The DTB is created from source but then other things can be added to it. For example, mkimage adds a public key and so did the EFI implementation until your patch series.
Not exactly. You had to configure U-Boot with OF_SEPARATE, fixup the dtb manually with mkeficapsule application (which is what Akashi proposed to revert) and the concatenate u-boot-nodtb.bin and the edited dtb
Well of course if the DT holds the key and you want to add the key after the build, you have to modify the DT. You make it sounds like a huge deal...
Having to edit the DT and concat it is not a huge deal. Limiting the ability to provide authenticated capsule updates, based on a config option which defines how we supply he DTB is (at least for me). Especially since the current approach doesn't have such limitations.
Heinrich asked the same question. I went as far as sending a patch with docs on how it should work.
OF_SEPARATE is required, actually. We try to use OF_EMBED just for testing and development.
And that's what I've been trying to get an answer on a few mails. It's now quite clear, any board that's not compiled with OF_SEPARATE won't support authenticated capsule updates (e.g rpi4 on the defconfig).
I don't see why...where does the DT come from on that board?
If mkeficapsule is how you want to write to the DT, that is fine. You could also add support for this to binman, which might be easier to maintain.
Concatenating is handled by binman.
That's what Akashi patches were fixing. IT doesn't make too much sesne to have it in mkeficapsule, so I'll leave it up to him.
I am not sure about mkeficapsule, but we already have the tool and the approach you have sent does not fit without how U-Boot should work.
That is easy to do with a DTB but of course a real pain to do with an executable binary.
What really complicates things is building the key into the source code of U-Boot. Whose key is it?
The public portion of the organization that creates the capsule.
What if someone wants their own key?
I am not sure I am following
They have to add the key into an environment variable and rebuild U-Boot from source. That's my point. You should not have to rebuild something from source to add the public key.
"They" have to compile uboot anyway since they are offering the firmware to begin with. I get that's t has some limitations, but it doesn't sound that bad to me.
Let's just agree to disagree on that.
Will people really accept that another project has to sign their U-Boot? Or does everyone have to fiddle with the build system to make it produce suitable output. It's just not a good idea.
No one *signs* U-Boot. The capsule is signed not u-boot (but contains u-boot). This key is a placeholder to authenticate the incoming capsule update (which might update more than u-boot). But since U-Boot *is* the EFI payload, it's responsible for having the key somewhere.
I just mean that U-Boot has the public key. I call it signing because signing produces two things:
- certificate or public key wrapper for checking signature (in U-Boot)
- signature (in the thing you sign)
I think it is easier to think of signing as a single operation although of course you may split it in some build systems.
Someone has to hold the line on important design decisions and I am frustrated that there has been so much push-back on something that should have been a simple 'oh sorry, didn't know'. I wrote this patch somewhat in response:
https://patchwork.ozlabs.org/project/uboot/patch/20210725164400.468319-3-sjg...
> > Furthermore, on the entire thread, the responses I keep getting is "we just > need to move it on the dtb", although as I repeated a bunch of times up to > now, it's creating problems we don't have to deal with in the first place > and no one cares to argue about them. But I'll agree it's taking way more > time that it has to. For the record I am fine with whatever Heinrich > decides and I'll pick it up from there.
It was already in DT, as I understand it. There was no good reason to change it, just some things that looked attractive on the surface.
I won't go back explaining the entire thing again. It's not attractive "on the surface", the only thing missing is u-boot doing a proper mapping of sections during relocation.
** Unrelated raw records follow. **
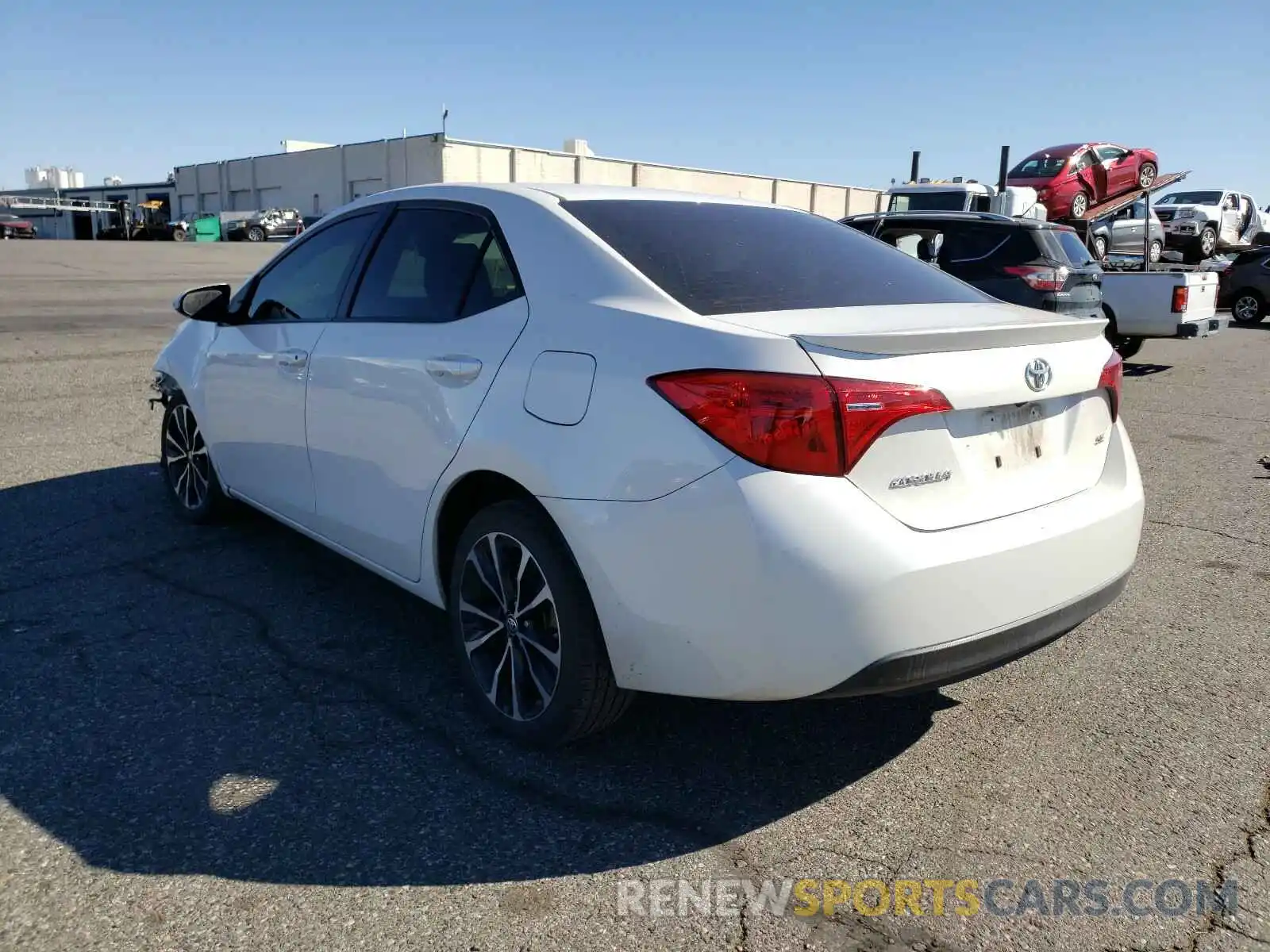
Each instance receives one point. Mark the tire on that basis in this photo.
(511, 677)
(190, 479)
(1124, 346)
(1206, 245)
(1248, 308)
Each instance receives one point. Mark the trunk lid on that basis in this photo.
(1005, 446)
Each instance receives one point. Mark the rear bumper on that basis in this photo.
(929, 670)
(757, 585)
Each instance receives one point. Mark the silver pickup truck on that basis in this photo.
(1204, 222)
(1160, 304)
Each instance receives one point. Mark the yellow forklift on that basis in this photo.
(150, 224)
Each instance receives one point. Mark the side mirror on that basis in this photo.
(206, 304)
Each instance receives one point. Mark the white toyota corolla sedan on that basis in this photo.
(638, 441)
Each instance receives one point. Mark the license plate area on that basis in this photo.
(1011, 437)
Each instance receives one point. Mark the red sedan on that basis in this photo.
(13, 226)
(1071, 179)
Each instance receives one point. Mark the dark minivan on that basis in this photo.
(1019, 260)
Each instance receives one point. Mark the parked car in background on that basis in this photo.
(1072, 178)
(13, 226)
(1204, 222)
(1124, 232)
(1022, 260)
(656, 441)
(270, 224)
(1245, 286)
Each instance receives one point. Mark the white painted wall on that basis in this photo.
(319, 181)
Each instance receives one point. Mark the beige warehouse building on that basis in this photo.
(318, 179)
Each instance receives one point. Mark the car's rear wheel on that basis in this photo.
(1206, 241)
(525, 630)
(194, 489)
(1249, 308)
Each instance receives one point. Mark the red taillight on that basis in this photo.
(794, 423)
(1113, 381)
(1039, 277)
(870, 408)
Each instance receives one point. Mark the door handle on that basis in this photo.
(459, 370)
(292, 359)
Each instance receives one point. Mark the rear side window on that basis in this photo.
(719, 258)
(435, 266)
(1075, 249)
(972, 244)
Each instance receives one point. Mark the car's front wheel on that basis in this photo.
(1249, 308)
(192, 486)
(525, 630)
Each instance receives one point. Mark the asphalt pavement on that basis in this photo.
(232, 738)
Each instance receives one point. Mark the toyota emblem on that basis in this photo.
(1038, 374)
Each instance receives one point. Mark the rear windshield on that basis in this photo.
(927, 202)
(1039, 168)
(719, 258)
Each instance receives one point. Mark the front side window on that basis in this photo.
(305, 285)
(435, 266)
(1191, 198)
(722, 258)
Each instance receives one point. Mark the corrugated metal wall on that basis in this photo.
(321, 181)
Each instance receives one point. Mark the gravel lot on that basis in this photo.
(233, 739)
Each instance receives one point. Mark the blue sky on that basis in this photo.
(825, 92)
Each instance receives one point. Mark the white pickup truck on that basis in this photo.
(1202, 224)
(1159, 304)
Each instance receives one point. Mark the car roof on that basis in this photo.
(1057, 150)
(986, 217)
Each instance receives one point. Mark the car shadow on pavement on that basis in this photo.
(241, 702)
(1146, 370)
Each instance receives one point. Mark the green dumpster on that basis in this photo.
(207, 228)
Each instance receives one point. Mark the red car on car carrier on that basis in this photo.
(1071, 179)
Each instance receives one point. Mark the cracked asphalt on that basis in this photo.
(229, 738)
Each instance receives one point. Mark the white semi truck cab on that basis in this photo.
(960, 194)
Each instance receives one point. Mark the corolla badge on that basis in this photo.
(1038, 374)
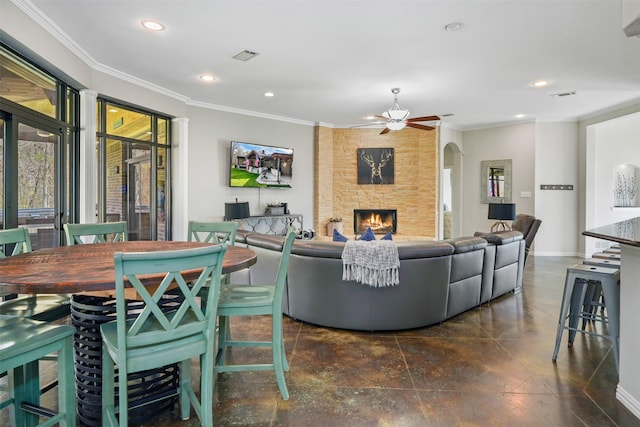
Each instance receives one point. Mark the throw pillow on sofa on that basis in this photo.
(339, 237)
(368, 235)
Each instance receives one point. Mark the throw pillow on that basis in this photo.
(368, 235)
(338, 237)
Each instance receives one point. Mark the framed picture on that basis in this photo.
(375, 166)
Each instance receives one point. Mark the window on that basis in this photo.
(133, 154)
(39, 142)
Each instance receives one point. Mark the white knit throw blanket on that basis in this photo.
(375, 263)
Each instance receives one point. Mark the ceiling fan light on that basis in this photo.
(396, 125)
(397, 113)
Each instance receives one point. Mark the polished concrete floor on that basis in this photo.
(490, 366)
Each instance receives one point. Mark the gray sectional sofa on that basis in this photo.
(438, 280)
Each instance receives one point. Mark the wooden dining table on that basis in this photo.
(88, 268)
(87, 273)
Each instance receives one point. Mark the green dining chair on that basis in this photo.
(222, 232)
(152, 337)
(77, 234)
(42, 307)
(23, 342)
(242, 300)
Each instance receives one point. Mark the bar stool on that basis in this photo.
(24, 343)
(594, 295)
(572, 309)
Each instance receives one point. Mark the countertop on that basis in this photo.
(626, 232)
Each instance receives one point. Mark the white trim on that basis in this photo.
(179, 178)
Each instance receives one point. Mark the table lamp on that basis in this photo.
(236, 210)
(502, 212)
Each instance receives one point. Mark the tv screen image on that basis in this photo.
(260, 166)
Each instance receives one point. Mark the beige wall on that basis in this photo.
(415, 190)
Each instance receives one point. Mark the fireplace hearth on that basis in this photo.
(381, 221)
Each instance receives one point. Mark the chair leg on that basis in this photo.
(31, 390)
(207, 385)
(66, 386)
(577, 301)
(17, 393)
(277, 346)
(564, 309)
(185, 383)
(108, 395)
(611, 293)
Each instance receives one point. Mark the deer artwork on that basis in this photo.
(376, 167)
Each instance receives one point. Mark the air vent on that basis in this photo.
(244, 55)
(558, 95)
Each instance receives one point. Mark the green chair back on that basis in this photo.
(154, 336)
(283, 269)
(77, 234)
(17, 236)
(212, 232)
(240, 300)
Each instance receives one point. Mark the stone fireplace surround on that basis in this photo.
(414, 193)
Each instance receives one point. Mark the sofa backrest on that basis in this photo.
(528, 225)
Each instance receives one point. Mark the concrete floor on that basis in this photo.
(490, 366)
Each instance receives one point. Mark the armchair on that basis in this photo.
(528, 225)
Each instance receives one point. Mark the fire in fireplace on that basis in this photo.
(381, 221)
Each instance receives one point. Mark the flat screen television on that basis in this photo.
(260, 166)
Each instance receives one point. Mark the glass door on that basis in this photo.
(38, 185)
(139, 195)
Which you can easily do with DT as well. Just copy the key somewhere and protect it...turn off CONFIG_CMLINE so commands cannot be used (call the overlay code directly!), this is just rehashing the same arguments. We have been using the current approach for years and it works well. This was all covered in:
https://patchwork.ozlabs.org/project/uboot/patch/20210717142648.26588-1-ilia...
I think perhaps the core of the confusion is that qemu passes the DT to U-Boot which passes it to linux and there is not a separate DT for U-Boot. But that is just a detail to figure out, not a reason to throw everything away.
And this might be a reality for other boards as well (e.g RISC-V).
As I say, that is just a detail.
I don't know much about RISC-V and how the DTB is handled. But if it relies on CONFIG_OF_PRIOR_STAGE (which effectively means the feature won't be supported), that's far away from a detail .
See my docs patch on how that should be handled. However I am not sure what the prior stage is, in the RISC-V case. Are you just referring to QEMU? If so, I addressed that in my patch.
It would set a bad precedent that would lead to crazy-town with all sorts of strange things being compiled into U-Boot and update tools to update them.
I've explicitly said that this is not a case. No one will update the key using imaginary tools or whatever. In a secure setup that binary is checked by a previous stage bootloader, so changing *anything* would mean bricking the board.
See my point above, re multiple keys. But here I am actually referring to the next feature that comes along where people 'oh, EFI builds xxx into the U-Boot binary, so we'll just do the same'. It sets a bad precedent and it one reason why I am so upset that this happened.
It is similar to the CONFIG_OF_EMBED thing in some ways. We separate the build from the packaging for a reason:
https://u-boot.readthedocs.io/en/latest/develop/package/binman.html#introduc... https://u-boot.readthedocs.io/en/latest/develop/package/binman.html#motivati...
More generally on EFI I think we should clean up the support to use driver model properly, to make it more maintainable, particularly with the DM migrations getting closer. I have some ideas on that which we could perhaps discuss in a future call.
Regards, SImon
Anyway, there are people far more suited to decide than me, so I'll follow up after whatever is decided.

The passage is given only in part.